Infinite Improbability

Wednesday, April 22, 2009

Cloud computing on cell phones.

As server farms start to dominate the computer business, there is a specter casting a shadow. The huge energy consumption of these farms. Google has suggested reducing the A/C cost by putting the farms on ships and using sea water to cool them. Maybe they should add OTEC or wave power too. I pity the poor sods on board maintaining the systems.

Now Technology Review reports on an experiment to use smaller, more efficient and far less power hungry computers for a farm. FAWN (Fast Array of Wimpy Nodes) is a server bank using the CPUs and memories from net book computers. For applications that just need to deliver small amounts of data, this approach turns out to be faster and cheaper than conventional servers. The reason being that the IO bottleneck is usually the disk reads. Thus using lots of small processors and DRAM memory for storage, the server arary can deliver more requests. The 2 papers to be published can be obtained from the author's website http://www.cs.cmu.edu/~dga/ or directly from here and here. Interesting reading.

Which leads me to a further idea. Why cannot we use smart phones as a cloud? Here were have the fastest growing market for CPUs and memory. They are ubiquitous and sit idle for much of the day. What if they could be linked to offer a huge cloud for small messages? The phones would need to update the system with their current ip address and host some sort of lightweight web server. Security would need to be handled in a sandbox. If a webserver could be installed as part of the OS, there could be a distributed cloud that encompassed the globe. Running in memory on low power CPUs, just like FAWN, but with billions of nodes. Small, cheap and out of control. Indeed.

Food for thought.

Thursday, April 16, 2009

Cloud Dynamics

This is how I describe the dynamics of cloud computing. The first chart shows the model. The axes are computer workload vs. time to complete a task. The red line is for the client device, which is assumed to be less powerful than the server. The blue line is the latency of the connection to the server, the time it takes to deliver some data request and return a result. For a simple ping, this is of the order of 1/10 of a second or less, depending on traffic. Adding more data will increase the time as bandwidth is limited, which is why those Google maps can take forever to load on a smart phone over the cell network. The dark blue line is the total time for a request adding in the server's more powerful processing speed.
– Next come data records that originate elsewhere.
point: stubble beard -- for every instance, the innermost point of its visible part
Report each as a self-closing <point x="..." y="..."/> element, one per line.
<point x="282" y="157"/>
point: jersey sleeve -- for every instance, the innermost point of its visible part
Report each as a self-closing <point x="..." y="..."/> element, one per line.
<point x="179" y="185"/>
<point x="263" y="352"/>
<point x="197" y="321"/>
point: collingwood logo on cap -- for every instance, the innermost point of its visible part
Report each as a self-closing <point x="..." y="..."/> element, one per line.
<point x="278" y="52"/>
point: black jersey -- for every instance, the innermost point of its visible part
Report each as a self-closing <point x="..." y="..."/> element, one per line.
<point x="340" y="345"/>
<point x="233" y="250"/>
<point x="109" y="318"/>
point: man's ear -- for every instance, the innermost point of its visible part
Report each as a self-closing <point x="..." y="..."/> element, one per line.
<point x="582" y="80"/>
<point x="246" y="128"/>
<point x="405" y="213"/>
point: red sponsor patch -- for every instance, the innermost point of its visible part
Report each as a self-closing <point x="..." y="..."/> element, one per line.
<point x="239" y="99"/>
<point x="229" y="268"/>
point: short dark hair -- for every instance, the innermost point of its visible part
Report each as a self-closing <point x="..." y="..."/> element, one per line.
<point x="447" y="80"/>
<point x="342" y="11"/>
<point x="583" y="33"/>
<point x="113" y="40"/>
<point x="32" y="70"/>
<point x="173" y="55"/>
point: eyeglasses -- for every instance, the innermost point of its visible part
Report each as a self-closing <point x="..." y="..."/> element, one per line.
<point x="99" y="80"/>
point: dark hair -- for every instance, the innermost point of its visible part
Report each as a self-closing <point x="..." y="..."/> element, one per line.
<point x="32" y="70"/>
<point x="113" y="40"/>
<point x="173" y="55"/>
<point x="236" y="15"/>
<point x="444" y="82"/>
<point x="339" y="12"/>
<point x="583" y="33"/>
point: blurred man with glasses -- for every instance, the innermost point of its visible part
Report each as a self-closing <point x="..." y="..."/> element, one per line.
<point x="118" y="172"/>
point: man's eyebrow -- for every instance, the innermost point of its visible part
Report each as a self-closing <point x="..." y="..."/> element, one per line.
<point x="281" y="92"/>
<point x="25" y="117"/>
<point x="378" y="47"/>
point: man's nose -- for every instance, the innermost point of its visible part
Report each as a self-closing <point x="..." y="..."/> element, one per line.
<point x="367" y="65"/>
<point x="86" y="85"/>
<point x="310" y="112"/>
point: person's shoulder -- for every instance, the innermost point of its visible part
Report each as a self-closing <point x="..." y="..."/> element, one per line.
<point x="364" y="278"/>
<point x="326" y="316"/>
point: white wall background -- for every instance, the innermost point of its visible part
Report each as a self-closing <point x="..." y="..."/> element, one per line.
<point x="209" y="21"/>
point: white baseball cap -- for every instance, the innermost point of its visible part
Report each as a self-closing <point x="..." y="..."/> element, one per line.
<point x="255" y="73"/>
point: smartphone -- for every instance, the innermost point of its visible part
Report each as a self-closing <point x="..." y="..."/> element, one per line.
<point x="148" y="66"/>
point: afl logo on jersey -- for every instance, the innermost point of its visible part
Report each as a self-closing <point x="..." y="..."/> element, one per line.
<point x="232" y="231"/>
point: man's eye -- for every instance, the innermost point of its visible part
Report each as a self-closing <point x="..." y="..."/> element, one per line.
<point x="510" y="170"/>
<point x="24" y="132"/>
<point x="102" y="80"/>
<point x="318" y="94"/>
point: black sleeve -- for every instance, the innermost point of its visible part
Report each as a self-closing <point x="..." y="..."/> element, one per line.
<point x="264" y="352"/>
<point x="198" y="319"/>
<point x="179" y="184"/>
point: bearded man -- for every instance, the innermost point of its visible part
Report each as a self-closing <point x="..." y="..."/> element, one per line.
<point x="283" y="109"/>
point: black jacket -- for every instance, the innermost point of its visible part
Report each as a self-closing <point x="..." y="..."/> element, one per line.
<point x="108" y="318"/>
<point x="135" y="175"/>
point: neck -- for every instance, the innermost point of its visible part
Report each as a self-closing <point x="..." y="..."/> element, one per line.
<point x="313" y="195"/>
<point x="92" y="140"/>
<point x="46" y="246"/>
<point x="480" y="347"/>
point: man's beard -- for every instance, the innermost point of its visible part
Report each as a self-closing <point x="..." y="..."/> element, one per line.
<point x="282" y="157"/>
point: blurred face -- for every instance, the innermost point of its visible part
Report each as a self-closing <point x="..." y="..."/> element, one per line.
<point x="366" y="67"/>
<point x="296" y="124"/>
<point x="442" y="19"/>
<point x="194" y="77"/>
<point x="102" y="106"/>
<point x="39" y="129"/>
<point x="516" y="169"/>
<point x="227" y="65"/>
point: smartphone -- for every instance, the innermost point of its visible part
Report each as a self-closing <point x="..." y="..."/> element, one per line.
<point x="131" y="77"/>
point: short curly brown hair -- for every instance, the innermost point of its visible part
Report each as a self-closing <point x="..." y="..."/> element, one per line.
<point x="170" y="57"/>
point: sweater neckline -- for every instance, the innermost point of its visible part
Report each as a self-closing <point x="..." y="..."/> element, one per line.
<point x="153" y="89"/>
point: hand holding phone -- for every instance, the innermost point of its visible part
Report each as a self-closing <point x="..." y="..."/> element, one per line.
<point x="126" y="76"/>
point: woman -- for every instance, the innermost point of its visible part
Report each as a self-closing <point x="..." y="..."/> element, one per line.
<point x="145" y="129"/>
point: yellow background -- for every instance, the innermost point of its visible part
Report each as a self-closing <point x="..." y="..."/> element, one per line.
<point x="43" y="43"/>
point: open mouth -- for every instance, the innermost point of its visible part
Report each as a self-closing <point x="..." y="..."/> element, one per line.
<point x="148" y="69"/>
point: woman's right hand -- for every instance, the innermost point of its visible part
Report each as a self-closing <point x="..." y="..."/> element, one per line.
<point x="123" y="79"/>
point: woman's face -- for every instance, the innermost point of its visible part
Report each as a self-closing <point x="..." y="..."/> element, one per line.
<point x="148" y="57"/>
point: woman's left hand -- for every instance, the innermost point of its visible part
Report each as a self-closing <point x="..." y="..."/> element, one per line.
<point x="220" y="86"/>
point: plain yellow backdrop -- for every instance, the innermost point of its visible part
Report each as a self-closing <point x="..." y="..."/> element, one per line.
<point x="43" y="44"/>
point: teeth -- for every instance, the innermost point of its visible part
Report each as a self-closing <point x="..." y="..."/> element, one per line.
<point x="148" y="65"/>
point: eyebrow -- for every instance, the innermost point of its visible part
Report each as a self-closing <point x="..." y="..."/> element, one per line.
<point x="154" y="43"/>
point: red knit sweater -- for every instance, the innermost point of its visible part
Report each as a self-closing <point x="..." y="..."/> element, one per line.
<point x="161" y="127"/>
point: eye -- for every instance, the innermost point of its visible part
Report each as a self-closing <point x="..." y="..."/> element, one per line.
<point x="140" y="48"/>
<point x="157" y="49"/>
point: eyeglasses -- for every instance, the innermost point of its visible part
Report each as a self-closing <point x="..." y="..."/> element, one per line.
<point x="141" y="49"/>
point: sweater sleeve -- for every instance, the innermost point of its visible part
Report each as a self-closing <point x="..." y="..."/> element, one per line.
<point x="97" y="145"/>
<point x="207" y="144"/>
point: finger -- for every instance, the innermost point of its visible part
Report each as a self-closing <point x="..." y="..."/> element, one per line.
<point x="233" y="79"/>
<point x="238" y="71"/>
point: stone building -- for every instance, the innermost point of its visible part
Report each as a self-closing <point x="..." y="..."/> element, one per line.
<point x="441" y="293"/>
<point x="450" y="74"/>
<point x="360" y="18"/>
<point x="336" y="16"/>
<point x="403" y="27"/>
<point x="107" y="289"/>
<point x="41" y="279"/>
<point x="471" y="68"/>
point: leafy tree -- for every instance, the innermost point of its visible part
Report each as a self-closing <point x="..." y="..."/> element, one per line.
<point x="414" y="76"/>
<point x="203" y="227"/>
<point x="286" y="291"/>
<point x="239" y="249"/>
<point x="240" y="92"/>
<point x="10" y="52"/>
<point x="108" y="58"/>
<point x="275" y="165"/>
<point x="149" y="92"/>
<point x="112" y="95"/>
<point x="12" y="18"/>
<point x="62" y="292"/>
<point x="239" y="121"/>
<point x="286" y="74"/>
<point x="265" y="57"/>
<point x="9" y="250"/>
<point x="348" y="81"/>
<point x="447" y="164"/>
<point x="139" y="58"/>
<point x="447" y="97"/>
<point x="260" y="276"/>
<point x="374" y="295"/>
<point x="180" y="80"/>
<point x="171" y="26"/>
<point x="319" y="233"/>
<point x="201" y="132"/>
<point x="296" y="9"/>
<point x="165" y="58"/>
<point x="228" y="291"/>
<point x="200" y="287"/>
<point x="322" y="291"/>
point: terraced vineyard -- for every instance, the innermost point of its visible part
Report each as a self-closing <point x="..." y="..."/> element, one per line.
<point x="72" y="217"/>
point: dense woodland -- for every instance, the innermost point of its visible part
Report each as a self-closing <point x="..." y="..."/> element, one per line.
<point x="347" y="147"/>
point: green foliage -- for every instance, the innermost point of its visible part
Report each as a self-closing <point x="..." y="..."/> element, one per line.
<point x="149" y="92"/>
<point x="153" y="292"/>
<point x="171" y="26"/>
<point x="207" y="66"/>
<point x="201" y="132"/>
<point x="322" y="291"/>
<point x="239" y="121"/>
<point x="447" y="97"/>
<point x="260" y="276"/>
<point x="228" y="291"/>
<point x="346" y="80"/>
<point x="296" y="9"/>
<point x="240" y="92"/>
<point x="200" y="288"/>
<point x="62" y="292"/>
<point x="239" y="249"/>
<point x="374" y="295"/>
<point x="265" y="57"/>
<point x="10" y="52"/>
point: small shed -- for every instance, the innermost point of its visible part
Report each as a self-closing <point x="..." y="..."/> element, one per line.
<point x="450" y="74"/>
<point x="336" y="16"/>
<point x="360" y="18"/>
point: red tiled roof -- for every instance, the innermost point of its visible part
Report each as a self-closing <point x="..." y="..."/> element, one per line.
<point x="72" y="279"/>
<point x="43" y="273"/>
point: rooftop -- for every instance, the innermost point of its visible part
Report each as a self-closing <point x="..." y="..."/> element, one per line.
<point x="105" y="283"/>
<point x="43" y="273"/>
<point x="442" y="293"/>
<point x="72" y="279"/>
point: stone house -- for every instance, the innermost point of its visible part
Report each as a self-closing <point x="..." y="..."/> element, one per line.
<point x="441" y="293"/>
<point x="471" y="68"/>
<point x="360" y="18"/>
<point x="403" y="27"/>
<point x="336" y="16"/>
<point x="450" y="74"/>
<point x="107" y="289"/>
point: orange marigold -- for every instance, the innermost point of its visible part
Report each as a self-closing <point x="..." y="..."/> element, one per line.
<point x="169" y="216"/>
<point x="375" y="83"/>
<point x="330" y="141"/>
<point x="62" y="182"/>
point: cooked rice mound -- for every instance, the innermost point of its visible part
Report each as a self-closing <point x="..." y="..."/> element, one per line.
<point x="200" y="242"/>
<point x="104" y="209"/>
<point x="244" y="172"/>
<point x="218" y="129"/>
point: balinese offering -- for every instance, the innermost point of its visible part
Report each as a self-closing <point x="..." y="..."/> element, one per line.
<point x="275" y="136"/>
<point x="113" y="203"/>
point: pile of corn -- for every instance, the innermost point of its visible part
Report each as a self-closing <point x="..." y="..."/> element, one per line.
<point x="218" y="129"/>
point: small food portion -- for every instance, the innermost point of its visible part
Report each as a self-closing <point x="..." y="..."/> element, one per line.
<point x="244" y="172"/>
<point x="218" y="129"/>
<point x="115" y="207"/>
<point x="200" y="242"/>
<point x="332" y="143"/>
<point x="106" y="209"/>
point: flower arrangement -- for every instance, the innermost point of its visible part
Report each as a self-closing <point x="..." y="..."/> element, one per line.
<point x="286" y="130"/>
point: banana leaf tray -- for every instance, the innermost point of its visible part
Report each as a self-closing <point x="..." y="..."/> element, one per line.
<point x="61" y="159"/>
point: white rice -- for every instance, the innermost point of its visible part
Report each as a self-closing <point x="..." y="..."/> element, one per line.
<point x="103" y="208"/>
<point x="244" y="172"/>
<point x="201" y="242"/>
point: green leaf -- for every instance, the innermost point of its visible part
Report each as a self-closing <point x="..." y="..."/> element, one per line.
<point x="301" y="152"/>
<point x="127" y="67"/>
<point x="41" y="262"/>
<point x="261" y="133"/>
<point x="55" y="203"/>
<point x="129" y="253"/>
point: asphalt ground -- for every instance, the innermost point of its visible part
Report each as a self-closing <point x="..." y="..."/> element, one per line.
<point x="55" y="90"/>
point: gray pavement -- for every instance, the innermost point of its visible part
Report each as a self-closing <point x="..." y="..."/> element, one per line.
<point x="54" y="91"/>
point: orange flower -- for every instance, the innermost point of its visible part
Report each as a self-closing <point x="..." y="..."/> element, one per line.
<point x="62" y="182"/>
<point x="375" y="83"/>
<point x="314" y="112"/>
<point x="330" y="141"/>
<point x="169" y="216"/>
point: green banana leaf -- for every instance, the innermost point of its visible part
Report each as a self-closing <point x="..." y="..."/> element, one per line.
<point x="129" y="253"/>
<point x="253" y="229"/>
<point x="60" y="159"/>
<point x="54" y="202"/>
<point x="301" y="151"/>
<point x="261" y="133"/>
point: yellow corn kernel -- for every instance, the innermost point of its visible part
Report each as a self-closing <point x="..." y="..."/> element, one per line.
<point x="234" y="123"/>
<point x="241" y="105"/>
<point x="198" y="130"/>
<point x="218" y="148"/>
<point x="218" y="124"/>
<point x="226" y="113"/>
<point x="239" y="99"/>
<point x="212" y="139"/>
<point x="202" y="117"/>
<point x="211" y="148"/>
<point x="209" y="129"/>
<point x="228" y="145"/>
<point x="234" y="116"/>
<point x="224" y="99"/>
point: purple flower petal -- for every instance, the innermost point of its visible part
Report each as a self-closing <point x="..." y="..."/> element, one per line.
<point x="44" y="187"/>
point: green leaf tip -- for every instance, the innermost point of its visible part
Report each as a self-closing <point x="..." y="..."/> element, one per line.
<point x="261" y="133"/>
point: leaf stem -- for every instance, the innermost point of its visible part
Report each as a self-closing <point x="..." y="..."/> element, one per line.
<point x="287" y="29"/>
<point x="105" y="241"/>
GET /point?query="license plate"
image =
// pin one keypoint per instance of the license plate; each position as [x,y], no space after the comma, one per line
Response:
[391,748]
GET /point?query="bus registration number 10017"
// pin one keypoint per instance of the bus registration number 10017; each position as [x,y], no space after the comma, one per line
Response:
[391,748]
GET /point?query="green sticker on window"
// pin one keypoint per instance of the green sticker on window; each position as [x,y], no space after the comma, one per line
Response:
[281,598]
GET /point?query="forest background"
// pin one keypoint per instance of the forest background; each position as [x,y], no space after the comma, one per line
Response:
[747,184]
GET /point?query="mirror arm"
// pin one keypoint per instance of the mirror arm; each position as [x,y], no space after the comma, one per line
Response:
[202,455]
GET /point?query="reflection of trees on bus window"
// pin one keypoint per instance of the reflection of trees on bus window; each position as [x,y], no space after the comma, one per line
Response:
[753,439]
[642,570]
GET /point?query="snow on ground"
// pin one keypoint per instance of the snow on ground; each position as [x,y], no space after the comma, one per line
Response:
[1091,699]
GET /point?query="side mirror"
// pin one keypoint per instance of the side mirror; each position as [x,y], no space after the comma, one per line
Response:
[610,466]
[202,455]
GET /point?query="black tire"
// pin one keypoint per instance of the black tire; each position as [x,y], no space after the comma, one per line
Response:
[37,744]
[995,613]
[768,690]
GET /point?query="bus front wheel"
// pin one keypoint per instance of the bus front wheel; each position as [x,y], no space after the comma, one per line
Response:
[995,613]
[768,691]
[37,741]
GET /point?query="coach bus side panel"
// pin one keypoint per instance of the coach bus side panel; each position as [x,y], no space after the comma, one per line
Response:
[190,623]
At point P0 is the break-even time. Tasks that take less work than this should be handled by the client device, while ones longer than this may be handled more effectively by the server, assuming the service wants to offer the shortest response time.

The next chart shows the effect of different clients. A PC is faster than a smart phone, so the break-even point is shifted to the left with a lower powered device. This means that more processing should be handled by the servers.

The third chart shows the effect of lower latency. If you could make the connection faster, again the server should take more load. In practice, the latency is mostly due to bandwidth limitations as data is moved between local device and server. Increasing bandwidth therefore makes servers more attractive.

The fourth chart shows two extremes. The vertical orange line is for a dumb terminal that cannot do any processing. This isn’t an obsolete idea. Ultra thin clients might want to have no processing at all, e.g. to display signs, or just may want to prevent any processing at all. You can do this with your browser by turning off Java and Javascript.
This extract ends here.